Transforms of `agro`, `envo`, and `gaz` fail during post-processing

Knowledge-Graph-Hub / kg-obo

A package to transform all OBO ontologies into KGX TSV format and OBO json, and put the transformed graph in KGhub

https://knowledge-graph-hub.github.io/kg-obo/getting_started.html

GNU General Public License v3.0

28 stars 2 forks source link

Transforms of `agro`, `envo`, and `gaz` fail during post-processing #186

Open caufieldjh opened 1 year ago

caufieldjh commented 1 year ago

Describe the bug

The agro transform appears to go as expected, until it hits post-processing:

Transforming agro to tsv...
[KGX][cli_utils.py][    transform_source] INFO: Processing source 'agro.json'
INFO:kg-obo:No errors in parsing ['data/agro/2021-11-05/agro.json'].
Post-processing agro...
INFO:kg-obo:Post-processing agro...
Failed to remap node IDs - could not find corresponding nodes.
Failed post-processing agro...
INFO:kg-obo:Failed post-processing agro...
WARNING:kg-obo:Failed to transform agro

To Reproduce

python run.py --bucket kg-hub-public-data --save_local --get_only agro

Expected behavior

Post-processing for this OBO should update 4 CURIEs and write out the updated nodes file.

Version

efc2324f040d8daad14ffaaaa6e71583d6258117

caufieldjh commented 1 year ago

A clue - the CURIEs to be updated are all wikidata URLs and should get the prefix WIKIDATA:, but they get the prefix WD_Entity: instead. Bioregistry knows about that alternate prefix but it isn't in the imported maps.

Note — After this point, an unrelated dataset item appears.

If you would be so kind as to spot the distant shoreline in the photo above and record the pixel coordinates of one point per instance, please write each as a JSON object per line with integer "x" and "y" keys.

caufieldjh commented 1 year ago

The post-processing fails because KG-OBO finds prefixes it wants to rewrite, writes them to the update_id_maps.tsv, but then finds that the nodefile doesn't contain any of those nodes since they have been converted to WD_Entity: already.

caufieldjh commented 1 year ago

This is a conversion kgx is doing - transforming the obojson version also yields WD_Entity nodes:

kgx transform -i obojson -f tsv -o agro_test agro.json

This is true for both kgx 1.5.9 and 1.7.0.

caufieldjh commented 1 year ago

So kgx is probably using the prefixcommons Monarch map: https://github.com/prefixcommons/prefixcommons-py/blob/master/prefixcommons/registry/monarch_context.jsonld#L151

caufieldjh commented 1 year ago

Essentially we need to deactivate the prefix maps handled by the kgx prefix manager (https://kgx.readthedocs.io/en/latest/reference/prefix_manager.html).

caufieldjh commented 1 year ago

The transform of envo has a nearly identical issue.

caufieldjh commented 1 year ago

Same with gaz.

caufieldjh commented 1 year ago

xco has a potentially related issue, though with MESH.

caufieldjh commented 1 year ago

The big workaround here is to just be less stringent about incomplete mappings. Right now, if we attempt to remap 2 nodes and 2 fail, we consider the whole transform failed, but if just 1 fails, it clears. The priority should be on having a transform; there may be 10000x as many perfectly prefixed nodes in there.